In their 2005 Global Report the International Labor Organization determined that effective progress against forced labor in Burma would be impossible given the climate of repression and the absence of a political will to clamp down on the military and local authorities prospering from the forced labor. Watch Witness’ Video Entrenched Abuse: Forced Labor in Burma.

In 1998, ILO’s Commission of Inquiry reported that there is abundant evidence of pervasive use of forced labor on the civilian population, and the obligation to suppress such practice is violated in national law and actual practice in a “widespread and systematic manner.”

Tragically, the regime remains unchanged as of 2010 in their use of and profit from forced labor. The ILO Committee of Experts on the Application of the Conventions and Recommendations in 2007 evaluated Burma’s status on forced labor. Rather than reporting improvements, the Committee distinguished Burma as “one extremely serious case of flagrant violation of the Convention” and that there is overwhelming condemnation of the authorities’ actions over the last few decades from the Committee on Application of Standards.
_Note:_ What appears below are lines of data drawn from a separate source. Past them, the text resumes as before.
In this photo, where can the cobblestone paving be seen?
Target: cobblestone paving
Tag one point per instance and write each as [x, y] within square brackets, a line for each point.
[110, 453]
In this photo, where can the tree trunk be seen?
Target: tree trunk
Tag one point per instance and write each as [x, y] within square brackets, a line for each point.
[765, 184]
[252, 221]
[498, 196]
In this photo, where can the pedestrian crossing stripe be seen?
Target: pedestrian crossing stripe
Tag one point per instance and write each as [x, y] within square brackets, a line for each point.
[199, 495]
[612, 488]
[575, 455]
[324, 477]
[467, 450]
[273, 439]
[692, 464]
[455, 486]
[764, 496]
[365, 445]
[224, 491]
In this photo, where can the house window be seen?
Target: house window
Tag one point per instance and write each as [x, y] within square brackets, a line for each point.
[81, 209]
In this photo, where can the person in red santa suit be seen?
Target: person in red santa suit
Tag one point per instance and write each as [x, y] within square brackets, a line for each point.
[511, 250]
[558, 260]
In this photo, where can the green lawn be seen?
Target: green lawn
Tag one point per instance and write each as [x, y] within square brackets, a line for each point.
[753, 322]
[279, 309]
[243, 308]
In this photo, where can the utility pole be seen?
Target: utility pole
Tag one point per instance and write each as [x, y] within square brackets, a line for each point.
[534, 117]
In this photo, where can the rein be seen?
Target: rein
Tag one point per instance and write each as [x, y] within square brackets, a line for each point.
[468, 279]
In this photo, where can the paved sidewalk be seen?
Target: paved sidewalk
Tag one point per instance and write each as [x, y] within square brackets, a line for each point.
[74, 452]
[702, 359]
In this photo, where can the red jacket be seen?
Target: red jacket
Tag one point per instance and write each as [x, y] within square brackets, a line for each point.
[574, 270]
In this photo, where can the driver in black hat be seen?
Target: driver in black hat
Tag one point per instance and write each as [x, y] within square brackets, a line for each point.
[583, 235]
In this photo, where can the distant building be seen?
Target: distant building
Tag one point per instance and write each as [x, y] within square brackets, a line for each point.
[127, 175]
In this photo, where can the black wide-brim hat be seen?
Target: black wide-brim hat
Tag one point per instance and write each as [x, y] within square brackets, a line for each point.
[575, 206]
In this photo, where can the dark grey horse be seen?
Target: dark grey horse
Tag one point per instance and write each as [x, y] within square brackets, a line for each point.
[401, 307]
Furthermore, the report emphasized the regime’s failure to comply with the 1998 Commission of Inquiry.

Clearly frustrated at the succession of flagrant breeches with the Convention, the ILO Governing Body directed that all relevant ILO documentation be submitted to the ICJ prosecutor and UNSC in 2006. Such a step was taken after the ILO used all of its constitutional authority to seek compliance by Burma with its international obligations to stop the use of forced labor, including a decision in 2000 to ask all ILO members to take whatever sanctions they could to compel Burma’s compliance – to no avail.

Documentation of Forced Labor in Burma
- Valued less than a milk tin (Earth Rights International)
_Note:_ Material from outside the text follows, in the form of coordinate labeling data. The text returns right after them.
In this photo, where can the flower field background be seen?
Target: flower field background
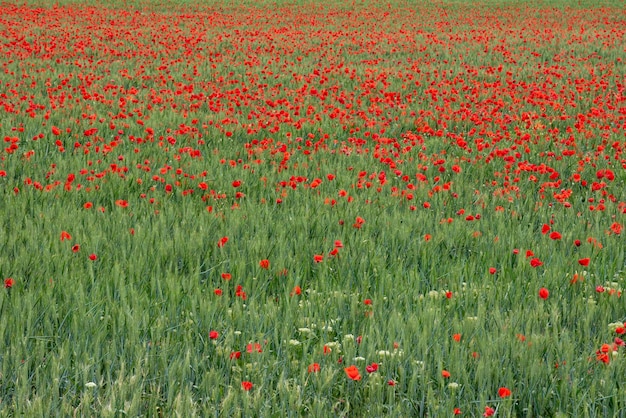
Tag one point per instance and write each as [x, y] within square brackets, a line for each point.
[404, 209]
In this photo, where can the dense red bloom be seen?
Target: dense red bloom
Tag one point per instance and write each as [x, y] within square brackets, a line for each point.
[555, 235]
[353, 372]
[371, 368]
[222, 242]
[313, 368]
[504, 392]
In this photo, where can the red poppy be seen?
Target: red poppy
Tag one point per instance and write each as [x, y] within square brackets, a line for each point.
[313, 368]
[504, 392]
[371, 368]
[353, 373]
[555, 235]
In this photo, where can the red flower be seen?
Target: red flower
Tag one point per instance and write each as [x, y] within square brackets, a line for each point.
[222, 242]
[371, 368]
[353, 373]
[555, 235]
[313, 368]
[504, 392]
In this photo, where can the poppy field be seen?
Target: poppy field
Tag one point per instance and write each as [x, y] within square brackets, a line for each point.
[313, 209]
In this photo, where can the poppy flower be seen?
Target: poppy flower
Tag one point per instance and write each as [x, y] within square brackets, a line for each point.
[313, 368]
[353, 372]
[504, 392]
[555, 235]
[371, 368]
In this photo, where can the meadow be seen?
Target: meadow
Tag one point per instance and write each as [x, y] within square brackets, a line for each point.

- ILO Governing Body concludes 297th Session: Considers labour situation in Myanmar, Belarus and other countries (ILO, November 2006)

- 93rd Annual Conference of the ILO (ILO, June 2005)
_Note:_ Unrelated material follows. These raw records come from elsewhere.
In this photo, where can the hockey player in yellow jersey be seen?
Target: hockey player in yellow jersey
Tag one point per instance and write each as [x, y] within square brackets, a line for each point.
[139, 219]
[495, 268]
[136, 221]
- We cannot refuse (Earth Rights International, Nov 2002)

- We are not free to work for ourselves (Earth Rights International, Jan-May 2002)

- Forced Labor of Prisoners in Burma (Assistance Association for Political Prisoners, May 2002)

- More of the same: Forced Labor Continues in Burma (Earth Rights International, Oct 2001)

- Supplemental Report: Forced Labor Along the Yadana and Yetagun Pipelines (Earth Rights International, Oct 2001)

- Resolution concerning the measures recommended by the Governing Body under article 33 of the ILO Constitution on the subject of Myanmar (ILO, June 2000)

- Forced Labour in Myanmar (ILO, July 1998)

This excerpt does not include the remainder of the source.